Psoriasis is a chronic, autoimmune disease that appears on the skin. It occurs when the immune system sends out faulty signals that speed up the growth cycle of skin cells. It is not contagious.
There are five types of psoriasis. The most common form, plaque psoriasis, appears as raised, red patches covered with a silvery white buildup of dead skin cells. Psoriasis can occur on any part of the body and is associated with other serious health conditions, such as diabetes, heart disease and depression.
Psoriasis is the most common autoimmune disease in the U.S., with as many as 7.5 million Americans suffering from it.
Where on the Body Can Psoriasis Appear?
Psoriasis can show up anywhere—the eyelids, ears, mouth and lips, skin folds, hands and feet, and nails. The skin at each of these sites is different and requires different treatments. In addition, psoriasis can vary widely among individuals and in its response to treatment. Light therapy or topical treatments are often used when psoriasis is limited to a specific part of the body. However, doctors may prescribe oral or injectable drugs if the psoriasis greatly affects a person’s quality of life. Effective treatments are available, no matter where your psoriasis is located.
Triggers
Scientists believe that at least 10 percent of the general population inherits one or more of the genes that create a predisposition to psoriasis. However, only 2 percent to 3 percent of the population develops the disease. Researchers believe that for a person to develop psoriasis, the individual must have a combination of the genes that cause the disease and be exposed to specific external factors known as “triggers.”
Stress can cause psoriasis to flare for the first time or aggravate existing psoriasis. Relaxation and stress reduction may help prevent stress from impacting psoriasis.

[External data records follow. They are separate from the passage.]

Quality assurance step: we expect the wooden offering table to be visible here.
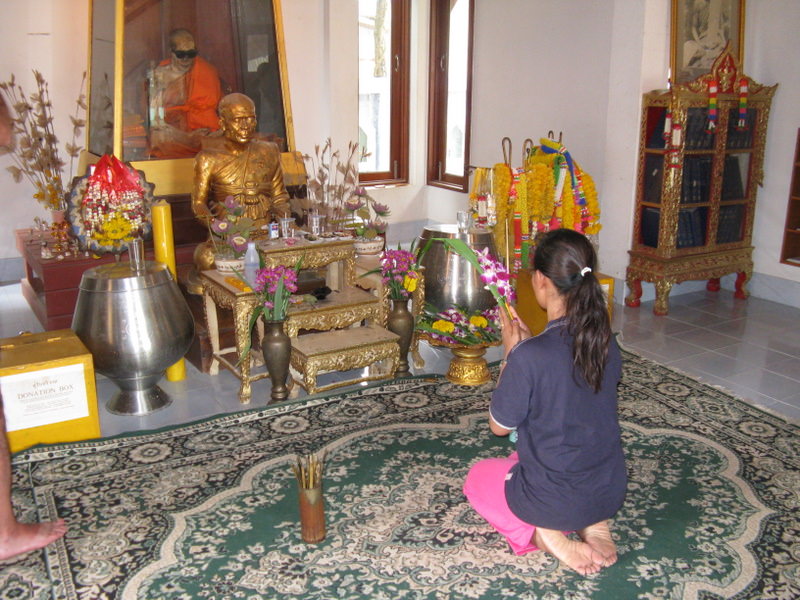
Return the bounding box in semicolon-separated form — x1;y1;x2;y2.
15;229;196;331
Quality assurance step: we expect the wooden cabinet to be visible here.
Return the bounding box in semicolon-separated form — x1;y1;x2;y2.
781;129;800;267
625;52;778;315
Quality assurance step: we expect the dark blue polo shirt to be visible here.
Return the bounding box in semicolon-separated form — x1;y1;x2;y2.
490;318;627;531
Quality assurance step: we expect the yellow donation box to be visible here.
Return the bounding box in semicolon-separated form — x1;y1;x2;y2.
0;329;100;452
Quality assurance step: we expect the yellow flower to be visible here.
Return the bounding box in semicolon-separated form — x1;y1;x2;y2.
431;319;456;333
469;315;489;329
92;212;133;246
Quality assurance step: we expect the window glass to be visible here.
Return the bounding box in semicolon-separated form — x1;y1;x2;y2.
358;0;392;172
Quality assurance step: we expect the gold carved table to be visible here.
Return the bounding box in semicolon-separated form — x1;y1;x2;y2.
200;239;384;404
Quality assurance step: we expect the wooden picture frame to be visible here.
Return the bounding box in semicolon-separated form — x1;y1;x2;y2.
670;0;745;84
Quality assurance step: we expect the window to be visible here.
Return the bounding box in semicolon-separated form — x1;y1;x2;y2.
358;0;411;184
427;0;474;192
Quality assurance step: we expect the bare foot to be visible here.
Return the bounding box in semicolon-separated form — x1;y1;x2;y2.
0;519;67;560
578;521;617;567
533;527;604;575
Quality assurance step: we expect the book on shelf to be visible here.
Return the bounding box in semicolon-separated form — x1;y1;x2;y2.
642;206;661;248
677;207;706;248
722;154;744;200
717;204;744;244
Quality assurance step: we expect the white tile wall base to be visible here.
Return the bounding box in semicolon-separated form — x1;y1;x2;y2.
614;271;800;306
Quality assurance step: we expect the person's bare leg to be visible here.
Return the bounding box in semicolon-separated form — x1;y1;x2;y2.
0;397;67;560
533;527;604;575
578;521;617;567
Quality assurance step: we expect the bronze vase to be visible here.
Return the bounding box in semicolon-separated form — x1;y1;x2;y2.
261;319;292;400
386;300;414;375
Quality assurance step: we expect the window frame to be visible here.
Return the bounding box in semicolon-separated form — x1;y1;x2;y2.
426;0;475;192
358;0;411;186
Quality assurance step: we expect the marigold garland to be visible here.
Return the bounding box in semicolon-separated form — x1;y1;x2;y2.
492;163;514;256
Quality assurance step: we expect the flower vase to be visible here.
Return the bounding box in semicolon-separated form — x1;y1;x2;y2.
386;300;414;375
261;319;292;400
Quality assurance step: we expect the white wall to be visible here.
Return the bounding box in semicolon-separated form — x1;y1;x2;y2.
0;0;89;262
744;0;800;282
0;0;800;295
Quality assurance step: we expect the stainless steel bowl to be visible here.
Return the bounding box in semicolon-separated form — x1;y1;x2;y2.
417;225;497;311
72;262;194;415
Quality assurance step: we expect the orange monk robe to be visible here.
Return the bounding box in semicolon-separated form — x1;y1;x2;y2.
161;56;222;131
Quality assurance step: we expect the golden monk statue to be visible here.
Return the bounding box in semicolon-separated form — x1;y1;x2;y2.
192;94;290;270
149;29;222;158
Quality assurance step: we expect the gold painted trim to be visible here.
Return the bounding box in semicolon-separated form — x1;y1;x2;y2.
85;0;295;196
272;0;295;152
112;0;123;158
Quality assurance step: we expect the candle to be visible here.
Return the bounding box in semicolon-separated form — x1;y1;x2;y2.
150;200;186;381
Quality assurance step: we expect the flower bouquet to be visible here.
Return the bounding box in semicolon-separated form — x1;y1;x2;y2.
417;305;501;346
237;263;300;361
208;196;254;258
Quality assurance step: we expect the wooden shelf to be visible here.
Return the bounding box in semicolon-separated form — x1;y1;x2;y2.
781;129;800;267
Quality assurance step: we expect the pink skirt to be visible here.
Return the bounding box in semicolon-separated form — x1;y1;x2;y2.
464;452;539;556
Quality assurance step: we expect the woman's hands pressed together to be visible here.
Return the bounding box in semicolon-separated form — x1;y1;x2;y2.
500;304;531;358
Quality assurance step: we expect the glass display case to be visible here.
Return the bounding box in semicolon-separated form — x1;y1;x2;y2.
625;52;777;314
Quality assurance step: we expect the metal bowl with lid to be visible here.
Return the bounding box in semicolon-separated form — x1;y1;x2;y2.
72;255;194;415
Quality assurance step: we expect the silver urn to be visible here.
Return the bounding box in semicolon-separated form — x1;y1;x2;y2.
72;255;194;415
417;225;497;311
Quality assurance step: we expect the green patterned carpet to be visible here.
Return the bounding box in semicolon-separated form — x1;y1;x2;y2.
0;352;800;600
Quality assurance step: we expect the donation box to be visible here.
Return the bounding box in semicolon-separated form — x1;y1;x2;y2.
0;329;100;452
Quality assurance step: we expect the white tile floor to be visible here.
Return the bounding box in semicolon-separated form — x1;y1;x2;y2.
0;284;800;437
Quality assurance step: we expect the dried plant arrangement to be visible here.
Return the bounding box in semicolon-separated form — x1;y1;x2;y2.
0;70;86;210
303;138;368;223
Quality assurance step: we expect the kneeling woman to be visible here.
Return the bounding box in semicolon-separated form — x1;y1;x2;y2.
464;229;627;575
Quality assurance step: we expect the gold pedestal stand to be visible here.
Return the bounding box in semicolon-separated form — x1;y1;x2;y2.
418;332;499;385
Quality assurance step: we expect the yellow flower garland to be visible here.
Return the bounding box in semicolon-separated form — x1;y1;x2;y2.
92;211;133;248
492;163;514;256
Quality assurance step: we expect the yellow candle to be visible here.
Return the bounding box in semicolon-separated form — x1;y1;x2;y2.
150;200;186;381
151;200;178;281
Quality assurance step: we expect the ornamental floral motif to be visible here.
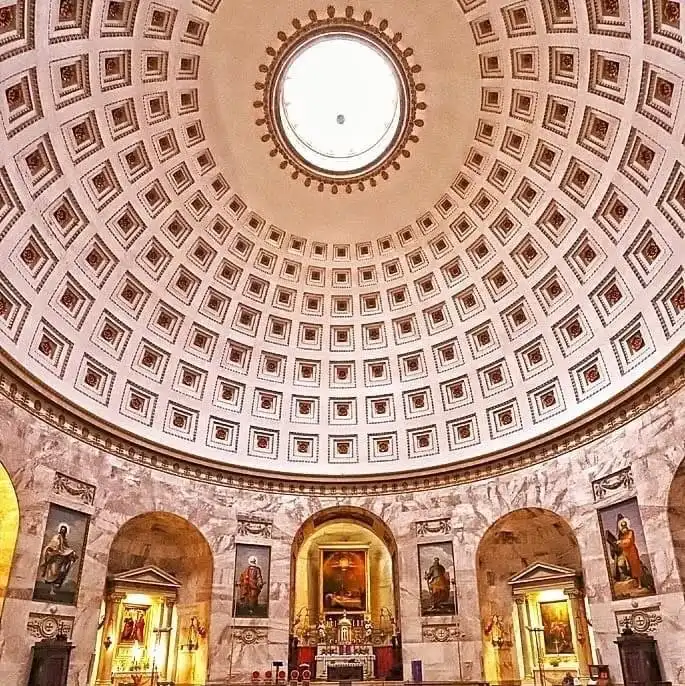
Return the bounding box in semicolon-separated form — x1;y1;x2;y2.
416;517;452;536
52;472;95;505
236;517;273;538
592;467;635;500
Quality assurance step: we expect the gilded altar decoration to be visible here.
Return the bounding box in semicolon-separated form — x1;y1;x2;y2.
598;498;656;600
233;543;271;619
321;548;368;613
119;605;150;643
33;503;90;605
540;600;574;655
95;566;180;686
418;541;457;617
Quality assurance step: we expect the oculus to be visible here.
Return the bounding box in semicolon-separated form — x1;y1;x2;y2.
255;7;426;194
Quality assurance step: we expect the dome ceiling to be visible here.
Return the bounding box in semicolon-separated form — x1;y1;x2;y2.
0;0;685;478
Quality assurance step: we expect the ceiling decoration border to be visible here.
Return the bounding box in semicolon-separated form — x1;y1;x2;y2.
0;343;685;496
253;5;427;195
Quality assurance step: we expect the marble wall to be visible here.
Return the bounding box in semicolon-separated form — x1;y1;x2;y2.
0;382;685;686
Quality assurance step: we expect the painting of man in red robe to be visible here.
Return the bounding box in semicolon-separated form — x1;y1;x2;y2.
233;543;271;618
599;498;656;600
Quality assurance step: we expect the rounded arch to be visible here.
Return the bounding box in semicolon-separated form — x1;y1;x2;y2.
107;511;214;588
289;505;402;678
0;463;19;618
94;511;214;685
290;505;400;619
476;507;586;683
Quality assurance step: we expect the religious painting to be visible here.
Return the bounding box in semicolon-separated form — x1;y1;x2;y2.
33;503;90;605
119;605;150;645
418;541;457;617
321;548;368;612
539;600;575;655
233;543;271;618
598;498;656;600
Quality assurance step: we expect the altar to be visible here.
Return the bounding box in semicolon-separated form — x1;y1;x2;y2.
315;646;376;681
288;511;402;682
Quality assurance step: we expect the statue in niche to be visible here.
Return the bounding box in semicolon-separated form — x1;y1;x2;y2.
40;523;76;595
133;610;145;643
606;513;654;589
424;557;450;610
364;615;373;643
485;613;505;648
238;555;264;615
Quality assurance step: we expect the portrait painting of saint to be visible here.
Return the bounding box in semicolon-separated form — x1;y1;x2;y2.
233;543;271;618
321;549;368;612
33;504;90;605
598;498;656;600
540;600;575;655
418;541;457;617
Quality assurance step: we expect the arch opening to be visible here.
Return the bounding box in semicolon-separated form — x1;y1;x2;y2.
0;463;19;618
92;512;213;686
288;507;402;679
476;508;596;685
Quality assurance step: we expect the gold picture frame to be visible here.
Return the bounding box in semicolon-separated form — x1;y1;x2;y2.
319;544;371;614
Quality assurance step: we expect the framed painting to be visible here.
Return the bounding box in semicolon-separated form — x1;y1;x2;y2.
598;498;656;600
233;543;271;618
119;604;150;645
33;503;90;605
417;541;457;617
539;600;575;655
320;546;369;613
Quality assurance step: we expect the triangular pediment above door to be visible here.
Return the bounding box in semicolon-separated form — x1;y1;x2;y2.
509;562;579;589
111;565;181;590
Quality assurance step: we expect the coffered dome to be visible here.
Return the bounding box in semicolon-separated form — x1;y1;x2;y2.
0;0;685;479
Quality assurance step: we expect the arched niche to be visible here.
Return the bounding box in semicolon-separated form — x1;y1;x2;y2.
289;506;401;678
0;464;19;618
476;508;593;684
94;512;214;686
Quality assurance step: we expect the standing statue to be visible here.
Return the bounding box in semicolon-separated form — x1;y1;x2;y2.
40;523;76;595
238;555;264;615
606;514;654;590
485;613;504;648
424;557;450;610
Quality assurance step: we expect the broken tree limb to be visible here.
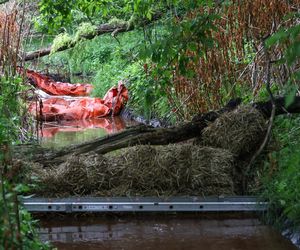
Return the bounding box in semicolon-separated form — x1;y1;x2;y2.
36;97;300;165
24;13;162;61
24;23;134;61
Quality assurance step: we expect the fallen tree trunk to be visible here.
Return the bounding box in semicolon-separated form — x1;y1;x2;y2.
24;13;162;61
36;97;300;165
24;24;133;61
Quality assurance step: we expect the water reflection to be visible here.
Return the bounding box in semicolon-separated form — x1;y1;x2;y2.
40;216;296;250
39;116;137;148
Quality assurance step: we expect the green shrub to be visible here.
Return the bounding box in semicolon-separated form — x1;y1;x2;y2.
263;115;300;228
74;23;97;42
51;33;73;54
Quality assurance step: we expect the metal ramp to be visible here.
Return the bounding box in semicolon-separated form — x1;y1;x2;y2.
20;196;267;213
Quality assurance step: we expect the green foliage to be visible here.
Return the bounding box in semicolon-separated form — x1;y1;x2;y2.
108;17;128;26
74;23;97;42
51;33;73;54
266;21;300;107
0;74;48;250
263;115;300;229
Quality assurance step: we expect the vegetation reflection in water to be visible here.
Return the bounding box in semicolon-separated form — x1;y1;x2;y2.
40;117;136;148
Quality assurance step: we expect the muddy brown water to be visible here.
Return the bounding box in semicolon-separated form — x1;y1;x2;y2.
39;116;138;148
39;117;297;250
40;214;297;250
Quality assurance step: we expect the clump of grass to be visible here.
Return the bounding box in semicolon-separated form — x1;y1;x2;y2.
29;144;234;196
51;33;73;54
200;106;266;156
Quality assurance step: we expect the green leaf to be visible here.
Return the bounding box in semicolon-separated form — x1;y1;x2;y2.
284;86;297;108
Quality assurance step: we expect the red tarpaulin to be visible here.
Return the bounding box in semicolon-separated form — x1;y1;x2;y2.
26;70;93;96
27;71;128;121
40;116;126;138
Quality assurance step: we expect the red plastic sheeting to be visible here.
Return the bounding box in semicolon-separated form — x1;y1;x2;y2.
40;116;126;138
25;69;93;96
29;81;128;121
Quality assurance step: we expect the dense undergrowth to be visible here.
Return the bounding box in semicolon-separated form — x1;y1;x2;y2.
263;115;300;230
4;0;300;246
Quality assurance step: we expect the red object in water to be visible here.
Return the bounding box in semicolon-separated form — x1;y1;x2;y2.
29;72;128;121
25;69;93;96
40;116;126;138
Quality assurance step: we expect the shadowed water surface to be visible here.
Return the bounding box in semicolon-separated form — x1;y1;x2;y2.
40;214;297;250
39;116;137;148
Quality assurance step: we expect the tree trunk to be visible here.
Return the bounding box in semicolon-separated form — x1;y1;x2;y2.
36;97;300;165
24;13;162;61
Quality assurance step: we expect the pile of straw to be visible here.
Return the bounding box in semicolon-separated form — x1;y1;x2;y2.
30;144;234;197
198;106;266;156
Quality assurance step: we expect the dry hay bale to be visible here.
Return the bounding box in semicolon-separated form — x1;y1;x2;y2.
201;106;266;155
27;154;107;196
191;147;234;195
29;144;234;197
104;145;195;195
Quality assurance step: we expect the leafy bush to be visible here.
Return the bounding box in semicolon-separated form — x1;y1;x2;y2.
74;23;97;41
51;33;73;54
263;115;300;228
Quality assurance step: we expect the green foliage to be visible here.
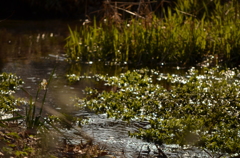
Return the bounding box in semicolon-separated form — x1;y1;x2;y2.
0;73;24;125
77;68;240;154
66;0;240;64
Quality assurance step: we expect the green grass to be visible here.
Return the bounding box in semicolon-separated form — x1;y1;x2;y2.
76;68;240;157
65;0;240;65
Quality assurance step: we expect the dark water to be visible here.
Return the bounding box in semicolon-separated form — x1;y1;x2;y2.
0;20;214;158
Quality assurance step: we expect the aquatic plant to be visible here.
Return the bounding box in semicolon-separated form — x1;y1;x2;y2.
0;73;24;126
65;1;240;65
76;68;240;155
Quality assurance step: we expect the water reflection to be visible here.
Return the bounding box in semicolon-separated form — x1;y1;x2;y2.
0;21;212;157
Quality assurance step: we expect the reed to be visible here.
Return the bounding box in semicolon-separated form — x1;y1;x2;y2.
65;1;240;65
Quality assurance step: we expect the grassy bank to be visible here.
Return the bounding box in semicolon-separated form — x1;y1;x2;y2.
66;0;240;66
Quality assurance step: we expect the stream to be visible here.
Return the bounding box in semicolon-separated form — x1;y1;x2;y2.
0;20;214;158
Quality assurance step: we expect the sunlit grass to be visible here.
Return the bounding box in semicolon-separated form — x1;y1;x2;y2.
65;1;240;65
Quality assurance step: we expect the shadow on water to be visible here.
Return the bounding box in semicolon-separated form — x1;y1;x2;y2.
0;21;212;158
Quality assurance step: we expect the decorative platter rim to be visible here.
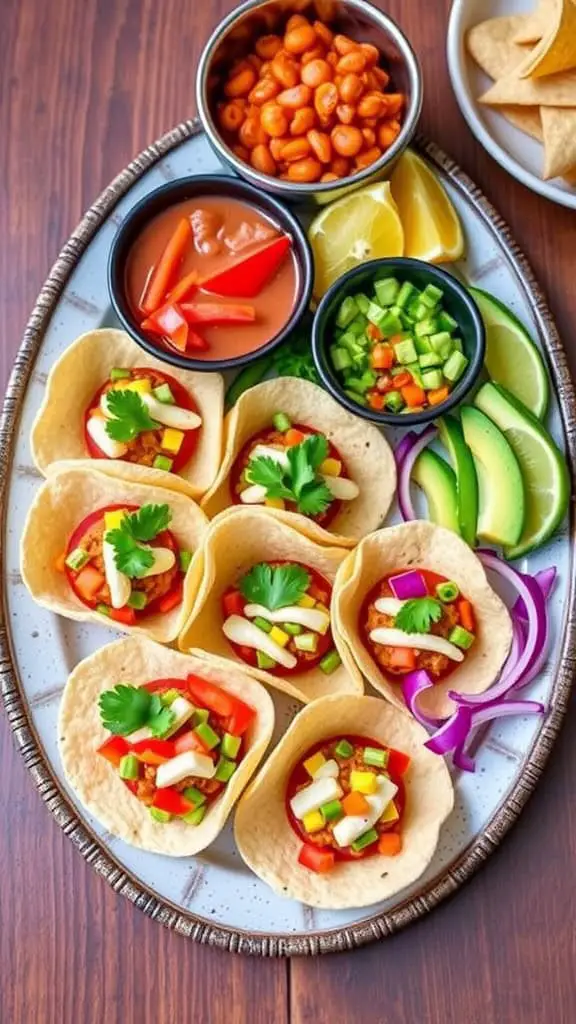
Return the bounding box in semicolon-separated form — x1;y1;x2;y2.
0;120;576;956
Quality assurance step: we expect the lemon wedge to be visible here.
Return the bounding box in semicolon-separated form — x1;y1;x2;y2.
308;181;404;298
390;150;464;263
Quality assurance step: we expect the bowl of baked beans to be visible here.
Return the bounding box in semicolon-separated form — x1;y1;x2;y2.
197;0;422;203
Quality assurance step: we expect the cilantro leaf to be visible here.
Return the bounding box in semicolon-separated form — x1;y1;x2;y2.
238;562;310;611
394;597;444;633
98;683;152;736
106;389;158;441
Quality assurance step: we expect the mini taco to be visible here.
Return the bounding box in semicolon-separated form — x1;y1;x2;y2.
58;637;274;857
235;694;454;909
31;329;223;498
332;521;512;718
202;377;396;547
20;463;208;643
178;508;363;702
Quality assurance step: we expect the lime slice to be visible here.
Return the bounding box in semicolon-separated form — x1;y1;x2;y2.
469;288;549;420
475;384;570;558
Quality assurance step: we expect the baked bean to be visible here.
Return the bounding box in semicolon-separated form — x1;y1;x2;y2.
280;135;312;164
313;22;334;47
277;84;313;111
284;22;316;53
332;34;359;57
288;157;322;184
272;50;300;89
330;125;364;157
300;59;332;89
224;65;256;99
260;103;288;138
338;73;364;103
250;142;276;175
238;115;268;150
290;106;316;135
336;103;356;125
336;49;366;75
355;145;382;171
306;128;332;164
314;82;338;118
254;36;282;60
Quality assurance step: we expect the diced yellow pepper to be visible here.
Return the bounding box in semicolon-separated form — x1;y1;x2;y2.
302;811;324;831
304;751;326;778
269;626;290;647
349;769;376;797
320;458;342;476
380;800;400;825
160;427;184;455
104;509;126;529
114;377;152;394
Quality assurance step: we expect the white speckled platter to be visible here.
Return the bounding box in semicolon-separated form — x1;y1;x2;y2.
0;122;575;955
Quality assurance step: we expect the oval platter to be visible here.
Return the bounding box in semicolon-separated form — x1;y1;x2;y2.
0;121;576;955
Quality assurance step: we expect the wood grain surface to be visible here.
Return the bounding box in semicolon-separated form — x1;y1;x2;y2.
0;0;576;1024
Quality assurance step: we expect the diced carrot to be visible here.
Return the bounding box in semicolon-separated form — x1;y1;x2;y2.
457;601;475;633
400;384;426;409
378;833;402;857
372;345;394;370
428;387;450;406
342;790;370;814
140;217;193;314
389;647;416;672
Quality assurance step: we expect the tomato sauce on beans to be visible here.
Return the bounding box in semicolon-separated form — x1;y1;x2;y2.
215;14;406;184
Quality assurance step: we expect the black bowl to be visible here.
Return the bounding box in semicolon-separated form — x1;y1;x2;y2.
312;257;486;427
108;174;314;373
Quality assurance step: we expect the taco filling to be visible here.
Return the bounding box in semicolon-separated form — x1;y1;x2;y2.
286;735;410;873
97;675;256;825
217;561;340;675
63;505;192;626
84;367;202;473
360;569;476;682
231;412;360;526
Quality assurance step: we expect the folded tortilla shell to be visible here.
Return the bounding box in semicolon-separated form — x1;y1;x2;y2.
332;520;512;718
201;377;396;547
58;637;274;857
20;462;208;643
31;328;223;498
234;694;454;910
178;508;364;703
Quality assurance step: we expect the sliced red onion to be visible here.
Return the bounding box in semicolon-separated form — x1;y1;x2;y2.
396;423;437;522
388;569;428;601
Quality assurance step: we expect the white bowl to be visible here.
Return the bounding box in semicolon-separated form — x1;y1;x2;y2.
448;0;576;210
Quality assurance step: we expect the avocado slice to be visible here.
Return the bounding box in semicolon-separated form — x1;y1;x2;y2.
438;415;478;548
460;406;526;547
412;449;460;534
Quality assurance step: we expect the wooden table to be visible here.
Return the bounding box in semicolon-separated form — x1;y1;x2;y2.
0;0;576;1024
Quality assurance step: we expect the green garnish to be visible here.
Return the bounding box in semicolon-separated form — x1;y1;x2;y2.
98;683;174;736
106;390;158;441
247;434;333;516
394;597;443;633
238;562;310;611
105;505;172;580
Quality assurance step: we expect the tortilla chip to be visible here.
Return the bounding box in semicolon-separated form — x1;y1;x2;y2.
58;637;274;857
178;507;364;703
201;377;396;547
332;520;512;718
31;328;223;498
519;0;576;78
20;462;208;643
234;695;454;910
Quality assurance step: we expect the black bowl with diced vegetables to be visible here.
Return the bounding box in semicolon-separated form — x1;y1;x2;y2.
312;258;486;426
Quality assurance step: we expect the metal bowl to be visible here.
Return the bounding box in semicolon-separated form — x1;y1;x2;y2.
196;0;422;205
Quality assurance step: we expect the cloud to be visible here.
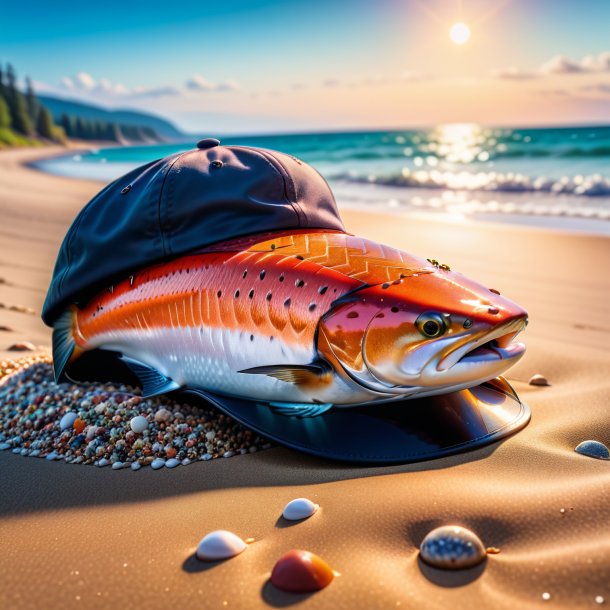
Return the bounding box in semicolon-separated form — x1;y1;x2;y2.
185;74;240;91
492;66;537;80
540;55;585;74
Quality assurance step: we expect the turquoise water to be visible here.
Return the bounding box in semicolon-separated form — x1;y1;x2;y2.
40;124;610;233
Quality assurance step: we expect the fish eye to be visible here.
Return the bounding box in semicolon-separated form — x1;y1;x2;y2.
415;311;447;339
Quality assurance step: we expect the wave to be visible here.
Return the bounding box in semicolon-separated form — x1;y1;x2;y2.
333;168;610;197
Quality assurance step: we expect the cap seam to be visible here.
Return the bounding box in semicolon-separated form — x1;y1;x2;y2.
157;150;192;256
231;146;307;228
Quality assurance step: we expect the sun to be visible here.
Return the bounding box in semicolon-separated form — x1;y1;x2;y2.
449;21;470;45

Injury to skin. Psoriasis can appear in areas of the skin that have been injured or traumatized. This is called the Koebner phenomenon. Vaccinations, sunburns and scratches can all trigger a Koebner response.
Certain medications are associated with triggering psoriasis, including:
Antimalarials
Inderal
Indomethacin
Lithium
Quinidine
Treatments
Treating psoriasis is critical to good disease management and overall health. Work with your doctor to find a treatment—or treatments—that reduce or eliminate your symptoms. What works for one person with psoriasis might not work for another. So it’s important to know the different treatment options (including oral medications, injections, light therapy, or topical creams) and keep trying until you find the right regimen for you.
Life With Psoriasis
Living with psoriasis has unique challenges. The good news is health-care providers are becoming more aware of the impact psoriasis can have on a person’s quality of life. Researchers are focused more now than ever on finding solutions to those challenges, which include stress, itch and depression.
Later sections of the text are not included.